Is this a symbolic event?

We have to ask ourselves whether this event is symbolic of something greater than itself. What, if anything, does it ‘say’ to us? How are we to understand this moment in time, when the central figure captured by camera on multiple media channels is a mythological character, dressed as a Shaman? Jake Angeli, known as QAnon’s Shaman, takes centre stage in the takeover of a building that in many ways could be held up as global symbol and archetype of democratic freedom. Is there a ‘sign of the times’ to be understood?

Some of you reading this article may not have heard of QAnon or Jake Angeli. QAnon is a conspiracy theory with hundreds of thousands, if not millions, of followers. In brief, the QAnon believers are convinced that the world is run by a Satanic group of paedophiles that includes top Democrats and Hollywood elites, and that President Trump has spent years leading a top-secret mission to bring these evildoers to justice. Their followers were told that Trump would be re-elected with a landslide vote and that a coming “storm” would expose the global paedophile ring and bring its leaders to justice. Jake Angeli, (born Jacob Anthony Angeli Chansley), is a self-initiated Shaman for the QAnon movement. He’s also an actor and an activist.

We should also note that QAnon adherents also played a critical role in spreading misinformation about voter fraud, many are being barred by social media platforms and American police are treating the movement as a potential domestic extremist threat.

What can we learn from what we have seen?

The potential outcomes to this question are innumerable. I want to offer just three observations, all of which highlight some of humanity’s basics needs that are met by an encounter with the Gospel of Jesus.
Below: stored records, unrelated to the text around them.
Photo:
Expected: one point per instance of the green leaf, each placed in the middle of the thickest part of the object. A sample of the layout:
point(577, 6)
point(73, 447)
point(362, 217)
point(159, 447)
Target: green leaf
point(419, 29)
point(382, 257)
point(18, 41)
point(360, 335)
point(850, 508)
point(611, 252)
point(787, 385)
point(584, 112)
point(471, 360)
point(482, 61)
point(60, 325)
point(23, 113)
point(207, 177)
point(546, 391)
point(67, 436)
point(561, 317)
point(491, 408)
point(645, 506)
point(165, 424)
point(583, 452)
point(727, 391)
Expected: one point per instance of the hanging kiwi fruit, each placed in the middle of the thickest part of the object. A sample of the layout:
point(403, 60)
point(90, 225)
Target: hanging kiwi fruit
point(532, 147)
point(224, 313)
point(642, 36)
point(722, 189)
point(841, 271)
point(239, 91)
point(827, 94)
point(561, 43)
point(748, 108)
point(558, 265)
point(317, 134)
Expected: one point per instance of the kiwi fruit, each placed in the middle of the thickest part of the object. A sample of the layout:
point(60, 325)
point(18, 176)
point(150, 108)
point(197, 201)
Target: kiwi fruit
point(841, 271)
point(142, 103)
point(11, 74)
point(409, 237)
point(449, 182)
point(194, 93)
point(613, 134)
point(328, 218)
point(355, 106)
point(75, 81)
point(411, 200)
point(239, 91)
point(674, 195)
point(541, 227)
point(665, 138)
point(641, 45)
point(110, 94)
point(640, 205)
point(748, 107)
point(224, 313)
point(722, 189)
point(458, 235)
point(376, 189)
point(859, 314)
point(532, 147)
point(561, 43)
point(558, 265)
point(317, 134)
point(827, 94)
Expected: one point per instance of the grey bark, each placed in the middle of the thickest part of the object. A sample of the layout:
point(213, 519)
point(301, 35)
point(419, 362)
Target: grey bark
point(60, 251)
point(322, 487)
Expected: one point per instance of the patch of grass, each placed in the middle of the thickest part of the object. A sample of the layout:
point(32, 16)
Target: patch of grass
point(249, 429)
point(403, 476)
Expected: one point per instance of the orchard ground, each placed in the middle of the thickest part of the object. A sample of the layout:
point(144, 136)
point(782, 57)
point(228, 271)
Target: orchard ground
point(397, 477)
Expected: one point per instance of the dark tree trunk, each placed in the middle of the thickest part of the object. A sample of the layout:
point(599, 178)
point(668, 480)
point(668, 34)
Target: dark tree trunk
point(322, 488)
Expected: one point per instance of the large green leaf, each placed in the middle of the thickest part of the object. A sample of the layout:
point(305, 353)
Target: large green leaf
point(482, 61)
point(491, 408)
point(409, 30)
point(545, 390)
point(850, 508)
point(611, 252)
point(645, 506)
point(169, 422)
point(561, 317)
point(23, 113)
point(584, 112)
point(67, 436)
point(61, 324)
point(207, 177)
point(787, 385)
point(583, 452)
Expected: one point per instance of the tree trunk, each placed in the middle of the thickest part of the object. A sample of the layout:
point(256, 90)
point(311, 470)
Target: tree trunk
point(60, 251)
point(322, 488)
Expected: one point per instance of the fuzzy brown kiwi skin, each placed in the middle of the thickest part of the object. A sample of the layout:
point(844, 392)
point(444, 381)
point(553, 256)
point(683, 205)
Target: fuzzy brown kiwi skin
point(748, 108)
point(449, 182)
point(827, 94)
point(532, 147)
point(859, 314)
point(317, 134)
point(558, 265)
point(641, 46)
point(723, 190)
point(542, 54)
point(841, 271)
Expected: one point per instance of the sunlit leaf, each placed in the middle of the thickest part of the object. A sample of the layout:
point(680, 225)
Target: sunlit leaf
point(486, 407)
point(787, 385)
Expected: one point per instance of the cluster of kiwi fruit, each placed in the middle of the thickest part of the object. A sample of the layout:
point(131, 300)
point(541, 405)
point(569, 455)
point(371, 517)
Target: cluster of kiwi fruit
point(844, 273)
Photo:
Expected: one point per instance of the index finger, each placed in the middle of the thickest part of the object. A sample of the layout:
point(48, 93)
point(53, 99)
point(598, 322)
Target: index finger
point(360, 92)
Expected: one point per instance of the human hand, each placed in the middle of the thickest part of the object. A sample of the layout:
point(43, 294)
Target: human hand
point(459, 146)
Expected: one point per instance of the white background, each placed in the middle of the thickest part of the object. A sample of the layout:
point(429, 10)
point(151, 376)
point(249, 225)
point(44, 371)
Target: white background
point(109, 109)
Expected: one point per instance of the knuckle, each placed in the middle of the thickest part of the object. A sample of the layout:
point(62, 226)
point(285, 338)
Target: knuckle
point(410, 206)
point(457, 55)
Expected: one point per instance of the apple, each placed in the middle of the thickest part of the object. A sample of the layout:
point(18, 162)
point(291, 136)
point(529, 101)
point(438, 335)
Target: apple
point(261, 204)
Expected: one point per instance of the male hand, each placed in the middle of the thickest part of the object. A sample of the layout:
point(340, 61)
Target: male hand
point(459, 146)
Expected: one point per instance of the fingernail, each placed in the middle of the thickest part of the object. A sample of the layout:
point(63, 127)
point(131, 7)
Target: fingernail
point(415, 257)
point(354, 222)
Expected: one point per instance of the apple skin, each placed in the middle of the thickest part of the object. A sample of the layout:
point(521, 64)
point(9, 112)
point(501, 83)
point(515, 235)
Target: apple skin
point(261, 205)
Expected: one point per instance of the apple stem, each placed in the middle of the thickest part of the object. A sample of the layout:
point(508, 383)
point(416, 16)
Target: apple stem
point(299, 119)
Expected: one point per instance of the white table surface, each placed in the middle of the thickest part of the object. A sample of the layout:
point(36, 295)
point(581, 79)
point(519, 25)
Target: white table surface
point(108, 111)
A need for a transcendent reality

On Capitol Hill the IRRATIONAL collided with the RATIONAL. Apparent to everyone watching, orderly, democratic government procedure was taken over by a mob, allegedly incited by Trump, and led by this central figure, the QAnon ‘Shaman’. The radicalised mythological, empowered by conspiritual theory (spelling and pun intended), confronts the governing powers of Western democracy. In that moment it felt like we had stepped back in time and what was unveiled before us seemed to take the form of a story from the Middle Ages. A type of tribalism, spiritually charged with a mantra, salvific in nature, calling for the cleansing of America, for the exposure of unrighteousness and for judgement to be served on those it deemed profaners.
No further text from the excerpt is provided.